| name | skill-builder |
| description | Create, evaluate, and improve Agent skills to production quality (100/100). Use when the user wants to create a new skill, review an existing skill, score a skill against best practices, or improve a skill's quality. Also use when the user mentions skill development, skill templates, or skill optimization. |
Skill Builder Workflow
Create, evaluate, and improve Agent skills to production quality.
Quick Start
| Mode | When to Use | Starting Step |
|---|---|---|
| Create | Building a new skill from scratch | Step 1 |
| Evaluate | Scoring an existing skill | Step 4 |
| Improve | Upgrading a skill to 100/100 | Step 5 |
Skill Files
| File | Purpose |
|---|---|
SKILL.md |
This workflow |
SCORING.md |
Structure + Efficacy rubrics (MUST READ before scoring) |
TEMPLATES.md |
Starter templates and patterns (MUST READ before creating) |
EXAMPLES.md |
Before/after improvement examples |
CHECKLIST.md |
50-point validation checklist |
Mode 1: Create a New Skill
Step 1: Gather Requirements
Ask the user:
- What does the skill do? (core capability)
- When should it activate? (trigger contexts)
- What tools/scripts are needed? (dependencies)
- What's the expected output? (deliverables)
- What input quality issues are common? (see Input Decomposition below)
- What does this assume the user knows? (see User Assumptions below)
Input Decomposition
[!IMPORTANT] Most real-world inputs are messy. If the domain typically has vague, incomplete, or poorly-structured input, the skill MUST include a transformation step.
Ask: "What does bad input look like in this domain?"

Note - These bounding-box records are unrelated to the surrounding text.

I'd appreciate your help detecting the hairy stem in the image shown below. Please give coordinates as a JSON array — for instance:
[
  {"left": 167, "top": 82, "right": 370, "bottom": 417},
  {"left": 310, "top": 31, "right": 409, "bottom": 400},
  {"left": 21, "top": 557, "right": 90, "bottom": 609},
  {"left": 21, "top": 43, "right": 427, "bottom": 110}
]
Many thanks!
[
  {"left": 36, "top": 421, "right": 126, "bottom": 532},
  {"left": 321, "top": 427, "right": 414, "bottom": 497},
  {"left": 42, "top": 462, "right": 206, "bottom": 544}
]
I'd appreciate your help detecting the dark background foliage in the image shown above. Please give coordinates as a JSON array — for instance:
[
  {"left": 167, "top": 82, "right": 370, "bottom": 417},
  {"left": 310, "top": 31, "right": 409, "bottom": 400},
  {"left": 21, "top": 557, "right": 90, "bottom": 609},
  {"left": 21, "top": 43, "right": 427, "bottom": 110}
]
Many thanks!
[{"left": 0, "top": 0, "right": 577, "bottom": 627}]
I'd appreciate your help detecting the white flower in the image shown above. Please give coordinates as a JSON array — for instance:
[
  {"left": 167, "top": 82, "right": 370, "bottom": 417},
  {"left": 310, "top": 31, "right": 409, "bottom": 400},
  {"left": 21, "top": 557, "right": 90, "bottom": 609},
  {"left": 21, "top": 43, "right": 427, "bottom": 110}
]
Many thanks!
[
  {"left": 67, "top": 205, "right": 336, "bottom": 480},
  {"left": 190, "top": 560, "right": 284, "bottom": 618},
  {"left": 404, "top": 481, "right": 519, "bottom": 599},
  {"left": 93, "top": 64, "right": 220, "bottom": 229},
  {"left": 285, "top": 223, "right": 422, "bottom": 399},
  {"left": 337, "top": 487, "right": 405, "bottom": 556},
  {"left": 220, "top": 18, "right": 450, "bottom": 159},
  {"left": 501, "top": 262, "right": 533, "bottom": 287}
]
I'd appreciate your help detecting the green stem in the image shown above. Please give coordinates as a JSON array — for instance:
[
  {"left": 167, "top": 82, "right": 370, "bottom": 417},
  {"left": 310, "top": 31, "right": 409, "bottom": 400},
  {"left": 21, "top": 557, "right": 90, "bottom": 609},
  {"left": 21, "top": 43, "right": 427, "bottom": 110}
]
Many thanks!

| Input Quality | Skill Must Include |
|---|---|
| Usually clean and structured | No transformation needed |
| Sometimes vague or incomplete | Validation step that asks for clarification |
| Often messy or ambiguous | Decomposition step with probing questions to transform input |
Decomposition step pattern:
### Step N: Decompose Input
Transform raw input into structured form using these probes:
| Probe | Purpose |
|-------|---------|
| "What specifically happened?" | Extract concrete actions |
| "What was the outcome?" | Capture measurable results |
| "How often does this occur?" | Establish patterns |
User Capability Assumptions
List what the skill assumes the user can do. For each assumption, either:
- (a) Remove it by adding a compensating step, OR
- (b) Document it as a prerequisite
| Assumption | Compensation Strategy |
|---|---|
| User can provide structured input | Add decomposition step |
| User knows domain terminology | Add glossary or explain inline |
| User can make judgment calls | Add decision logic with explicit criteria |
| User knows quality standards | Add validation checklist |
Step 1.5: Identify the Hardest Parts
[!CRITICAL] State-of-the-art skills solve the hard problems, not just the easy ones. Before designing the workflow, identify where experts struggle and novices get stuck.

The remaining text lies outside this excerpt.